Chris Wimber went on to be a record producer as well as manager of the Vineyard Music Group. Sadly, Chris Wimber died on February 6, 1998 at his Southern California home after a long-term battle with melanoma cancer. He was 40. Almost two months prior to Wimber’s death his father, John, founder of the Vineyard stream of churches, died from a brain hemorrhage at age 63.
RESURRECTION: 2008 – Present
Through the years after the 1990s, there were various rumors about different versions of Lifesavers making a come back. Most of these were not based on substantial claims from members of the band. Krishchak even made mention of trying to get the band back together (without Knott) on different Christian band message boards.

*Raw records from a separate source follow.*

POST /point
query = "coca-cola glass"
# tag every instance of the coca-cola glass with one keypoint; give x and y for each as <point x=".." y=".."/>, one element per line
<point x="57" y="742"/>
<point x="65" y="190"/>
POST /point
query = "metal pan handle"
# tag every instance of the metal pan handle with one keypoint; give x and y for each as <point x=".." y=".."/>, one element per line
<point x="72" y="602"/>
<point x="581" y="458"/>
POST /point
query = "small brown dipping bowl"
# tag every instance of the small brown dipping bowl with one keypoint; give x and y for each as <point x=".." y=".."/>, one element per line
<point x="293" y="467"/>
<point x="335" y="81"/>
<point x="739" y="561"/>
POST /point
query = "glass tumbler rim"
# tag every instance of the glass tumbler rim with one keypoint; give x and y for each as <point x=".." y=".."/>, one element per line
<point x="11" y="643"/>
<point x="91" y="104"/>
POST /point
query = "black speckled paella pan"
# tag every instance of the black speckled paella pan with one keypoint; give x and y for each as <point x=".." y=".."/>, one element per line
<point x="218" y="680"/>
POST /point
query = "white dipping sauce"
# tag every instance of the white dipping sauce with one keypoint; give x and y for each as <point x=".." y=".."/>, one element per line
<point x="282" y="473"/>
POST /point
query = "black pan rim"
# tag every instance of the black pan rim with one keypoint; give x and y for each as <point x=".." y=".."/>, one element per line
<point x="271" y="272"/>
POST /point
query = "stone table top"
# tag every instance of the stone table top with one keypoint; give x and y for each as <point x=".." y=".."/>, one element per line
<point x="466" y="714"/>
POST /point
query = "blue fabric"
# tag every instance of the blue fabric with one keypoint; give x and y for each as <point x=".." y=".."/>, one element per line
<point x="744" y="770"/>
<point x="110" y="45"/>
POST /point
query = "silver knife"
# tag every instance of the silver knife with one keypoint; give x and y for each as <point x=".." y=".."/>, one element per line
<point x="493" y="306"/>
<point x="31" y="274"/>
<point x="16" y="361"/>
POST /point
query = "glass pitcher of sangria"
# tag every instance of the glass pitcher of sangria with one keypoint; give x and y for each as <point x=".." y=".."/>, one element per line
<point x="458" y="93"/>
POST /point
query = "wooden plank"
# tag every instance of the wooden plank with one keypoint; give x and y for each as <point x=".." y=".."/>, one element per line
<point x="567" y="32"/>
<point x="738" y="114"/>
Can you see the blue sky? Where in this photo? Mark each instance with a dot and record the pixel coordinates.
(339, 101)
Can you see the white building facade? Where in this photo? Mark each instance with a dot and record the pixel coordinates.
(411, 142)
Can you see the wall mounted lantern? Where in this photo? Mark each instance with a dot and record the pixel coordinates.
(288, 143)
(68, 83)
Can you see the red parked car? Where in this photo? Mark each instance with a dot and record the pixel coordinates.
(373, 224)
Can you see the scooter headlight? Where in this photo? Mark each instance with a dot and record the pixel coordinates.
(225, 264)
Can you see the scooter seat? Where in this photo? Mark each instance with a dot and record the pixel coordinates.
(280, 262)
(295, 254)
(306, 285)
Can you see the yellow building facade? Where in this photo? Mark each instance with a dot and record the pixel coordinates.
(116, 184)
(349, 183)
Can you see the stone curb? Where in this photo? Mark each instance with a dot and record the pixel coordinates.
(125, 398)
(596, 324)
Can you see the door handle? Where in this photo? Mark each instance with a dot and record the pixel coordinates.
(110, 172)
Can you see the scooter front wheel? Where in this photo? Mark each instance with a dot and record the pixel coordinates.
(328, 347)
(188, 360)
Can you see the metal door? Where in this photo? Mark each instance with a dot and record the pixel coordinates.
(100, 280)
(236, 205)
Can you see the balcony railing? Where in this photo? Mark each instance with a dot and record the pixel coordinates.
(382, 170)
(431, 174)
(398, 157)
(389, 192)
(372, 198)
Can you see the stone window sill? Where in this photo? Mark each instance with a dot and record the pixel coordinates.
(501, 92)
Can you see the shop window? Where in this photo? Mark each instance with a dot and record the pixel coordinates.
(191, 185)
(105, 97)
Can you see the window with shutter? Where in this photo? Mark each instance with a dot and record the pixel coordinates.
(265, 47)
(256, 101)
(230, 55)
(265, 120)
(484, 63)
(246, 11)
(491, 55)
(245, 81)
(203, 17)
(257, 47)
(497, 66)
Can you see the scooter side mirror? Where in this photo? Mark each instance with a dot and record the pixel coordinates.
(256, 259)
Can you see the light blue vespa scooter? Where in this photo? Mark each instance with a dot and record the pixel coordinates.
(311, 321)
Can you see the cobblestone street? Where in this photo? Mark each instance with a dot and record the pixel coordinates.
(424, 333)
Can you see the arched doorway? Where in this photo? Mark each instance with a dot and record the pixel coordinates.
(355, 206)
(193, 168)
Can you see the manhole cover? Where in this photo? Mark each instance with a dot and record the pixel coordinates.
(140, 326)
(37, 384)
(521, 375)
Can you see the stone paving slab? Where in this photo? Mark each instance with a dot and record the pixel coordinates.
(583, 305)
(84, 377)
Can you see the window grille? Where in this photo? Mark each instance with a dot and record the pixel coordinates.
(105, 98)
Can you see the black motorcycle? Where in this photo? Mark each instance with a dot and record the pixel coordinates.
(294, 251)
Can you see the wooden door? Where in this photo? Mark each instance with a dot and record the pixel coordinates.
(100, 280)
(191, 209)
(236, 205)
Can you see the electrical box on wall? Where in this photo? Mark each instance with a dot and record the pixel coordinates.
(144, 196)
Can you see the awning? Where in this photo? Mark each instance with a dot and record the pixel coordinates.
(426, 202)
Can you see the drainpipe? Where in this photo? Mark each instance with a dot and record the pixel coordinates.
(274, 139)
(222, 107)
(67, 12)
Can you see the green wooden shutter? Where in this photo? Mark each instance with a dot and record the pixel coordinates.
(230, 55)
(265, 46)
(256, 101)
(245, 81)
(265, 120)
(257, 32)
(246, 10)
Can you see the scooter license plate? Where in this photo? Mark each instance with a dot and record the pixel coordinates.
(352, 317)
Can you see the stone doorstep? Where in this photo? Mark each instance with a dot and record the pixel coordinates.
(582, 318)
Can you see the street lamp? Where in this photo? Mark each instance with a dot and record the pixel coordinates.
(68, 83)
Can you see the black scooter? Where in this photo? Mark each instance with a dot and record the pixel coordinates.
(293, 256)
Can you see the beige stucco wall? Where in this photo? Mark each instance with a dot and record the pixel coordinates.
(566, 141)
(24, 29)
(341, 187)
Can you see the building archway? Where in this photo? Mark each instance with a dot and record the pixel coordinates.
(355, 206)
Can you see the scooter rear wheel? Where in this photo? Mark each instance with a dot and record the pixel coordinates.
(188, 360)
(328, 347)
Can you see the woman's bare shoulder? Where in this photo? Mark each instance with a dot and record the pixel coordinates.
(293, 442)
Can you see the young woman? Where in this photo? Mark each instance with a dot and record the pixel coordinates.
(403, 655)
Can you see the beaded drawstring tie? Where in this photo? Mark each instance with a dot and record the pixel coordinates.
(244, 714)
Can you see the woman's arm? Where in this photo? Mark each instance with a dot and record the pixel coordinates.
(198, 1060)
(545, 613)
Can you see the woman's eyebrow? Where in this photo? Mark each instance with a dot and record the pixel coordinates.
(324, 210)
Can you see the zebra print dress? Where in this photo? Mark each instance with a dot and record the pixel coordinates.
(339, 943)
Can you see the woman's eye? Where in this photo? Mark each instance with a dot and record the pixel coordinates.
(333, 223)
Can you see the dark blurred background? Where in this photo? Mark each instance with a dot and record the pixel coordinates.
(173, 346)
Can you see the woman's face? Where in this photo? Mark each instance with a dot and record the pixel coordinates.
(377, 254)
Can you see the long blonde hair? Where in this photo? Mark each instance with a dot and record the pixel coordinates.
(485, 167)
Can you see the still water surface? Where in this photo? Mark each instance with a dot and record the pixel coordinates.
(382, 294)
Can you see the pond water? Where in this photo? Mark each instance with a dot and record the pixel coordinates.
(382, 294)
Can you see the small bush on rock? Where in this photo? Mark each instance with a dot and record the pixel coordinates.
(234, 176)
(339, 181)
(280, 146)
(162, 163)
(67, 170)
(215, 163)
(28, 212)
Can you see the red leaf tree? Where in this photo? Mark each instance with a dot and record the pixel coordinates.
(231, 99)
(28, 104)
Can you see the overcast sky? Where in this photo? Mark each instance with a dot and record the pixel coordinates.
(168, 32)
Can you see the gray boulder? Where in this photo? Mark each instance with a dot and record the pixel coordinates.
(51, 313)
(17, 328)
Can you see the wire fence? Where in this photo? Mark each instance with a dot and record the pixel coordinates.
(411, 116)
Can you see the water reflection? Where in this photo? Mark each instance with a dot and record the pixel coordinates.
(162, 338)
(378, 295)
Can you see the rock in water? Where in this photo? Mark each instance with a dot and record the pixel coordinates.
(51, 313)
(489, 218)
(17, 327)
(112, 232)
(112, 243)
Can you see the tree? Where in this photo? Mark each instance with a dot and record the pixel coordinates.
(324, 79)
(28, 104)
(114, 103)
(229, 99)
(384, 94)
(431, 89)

In June 2008, the new bass player for the Lifesavers, Joshua Lory, announced that a new album was being recorded. Joining Lory and Knott on the album would be Nick White on drums and Cliffy Huntington on guitar. No definite plans or release dates were initially announced, but the band mentioned that songs were being worked on in a Beach Boys / Ramones vibe.
As of December 2008, 16 music demos had been completed and were ready for the lyric and harmony writing process. According to the Lifesavers MySpace page, “Our goal is to make the ultimate soundtrack for Summer, rockin’ songs with lush vocal melodies from start to finish!”
The album was recorded and released in 2013. Two mixes were completed of the album. The first one by Masaki Liu was released in cardboard sleeve as the “Kickstarter Edition.” In 2014, the second mix by J. Powell was re-issued as a digipack by Retroactive Records as the “Retroactive Edition,” with modified and expanded artwork.